# Find PDF

1. Jun 7, 2009

### S_David

Hello,

Suppose that:

$$Z=X_1+X_2+X_1X_2$$

where $$X_i$$ for i=1 and 2 are independent and identically distribuited exponential RVs.

can we find the PDF of Z?

Regards

2. Jun 7, 2009

### EnumaElish

You should note that the event {Z = z} is equivalent to {X1 + X2 + X1 X2 = z} or {X1 = (z - X2)/(1 + X2)}. You can use this and use convolutions (example).

3. Jun 7, 2009

### S_David

Right, But I want to find the PDF directly, not from differentiating the CDF, if possible. Because these RVs are, actually, not exponentials, but I said so to simplify the problem statement. So I want to avoid the derivative operation, which complicates the whole stituation.

I say the following:

let $$W=X_1+X_2$$ and $$Y=X_1X_2$$, then $$Z=W+Y$$. But we need to evaluate joint PDF of W and Y. Is this approach in the right way?

Last edited: Jun 7, 2009
4. Jun 7, 2009

### SW VandeCarr

You may want to check the f distribution.

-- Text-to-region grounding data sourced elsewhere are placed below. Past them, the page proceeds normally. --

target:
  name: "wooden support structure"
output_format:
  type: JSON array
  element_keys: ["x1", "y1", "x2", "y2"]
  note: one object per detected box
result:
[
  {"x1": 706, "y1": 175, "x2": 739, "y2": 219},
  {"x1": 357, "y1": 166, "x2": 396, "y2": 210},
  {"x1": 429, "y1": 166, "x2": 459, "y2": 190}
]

The PDF is a bit complicated and I don't have Latex, but you can look it up.

Last edited: Jun 8, 2009
5. Jun 8, 2009

### EnumaElish

You can derive the pdf directly through convolution.

6. Jun 8, 2009

### S_David

If we assume that $$Y=W+Z$$ where $$W=X_1X_2$$ and $$Z=X_1+X_2$$, then we need to find the joint PDF $$f_{W,Z}(w,z)$$, which can be found using Jacobian transformation.

If we proceed using this, we have:

$$X_1=T_1^{-1}=\frac{W+Z-X_2}{1+X_2}$$ and $$X_2=T_2^{-1}=\frac{W+Z-X_1}{1+X_1}$$

Then

$$F_{W,Z}(w,z)=f_{X_1,X_2}(x_1=T_1^{-1},x_2=T_2^{-1})|J|$$

where $$|J|$$ is the magnitude of the Jacobian which will be zero in this case!!!!

Is here anything wrong I did?

Regards

7. Jun 8, 2009

### EnumaElish

You can write X1 as (z - X2)/(1 + X2). Then study the wiki example with normal distribution. How is that example similar to your problem?